The question in this matter was whether or not the man’s will was valid.

It is important to understand a presumption that exists in relation to the validity of wills. The presumption is, that if a will is executed in accordance with law and appears rational on its face, the will-maker (“testator”) is presumed to have capacity.

The man’s will was executed in accordance with law. He signed it in the presence of two witnesses who also signed it themselves. Both witnesses provided affidavit evidence stating the same.

Therefore, the presumption had evidence to support it. There was also evidence that suggested the deceased understood the significance of making his will; he had discussed who he wanted to leave his estate to, made sure he had witnesses when signing it and had himself and his witnesses initial an error on it.

There was also evidence that the deceased had considered who he should give his estate to. He had told the beneficiary, who was one of his close friends, that he wanted to leave his estate to her. She questioned whether there was anyone else he could leave it to, to which he replied there was no one. He had a brother who he had lost contact with, had divorced his wife and had no children.

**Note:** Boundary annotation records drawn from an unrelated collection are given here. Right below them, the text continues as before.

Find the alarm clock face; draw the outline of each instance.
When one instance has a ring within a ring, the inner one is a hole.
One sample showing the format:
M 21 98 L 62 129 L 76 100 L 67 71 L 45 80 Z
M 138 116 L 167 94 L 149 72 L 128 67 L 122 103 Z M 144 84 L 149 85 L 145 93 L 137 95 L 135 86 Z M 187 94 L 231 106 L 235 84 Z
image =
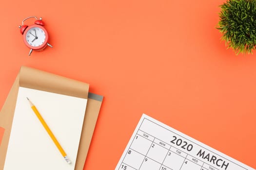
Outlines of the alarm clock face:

There was no evidence to suggest the deceased did not have capacity at the time he made his will. The Court relied on evidence from a doctor who noted that despite the deceased’s delirious condition when he was admitted to hospital in late 2009, a significant proportion of people are cognitively entirely normal prior to a delirious episode. The doctor said he could not extrapolate back to the deceased’s mental capacity at the time he made his will.

The deceased’s admissions to hospital in late October and November and the views and reasons of the Tribunal did not assist the Court in determining whether the deceased had capacity at the time he made his will. Therefore, the Court held that the deceased did have capacity, and therefore his will should be admitted to probate.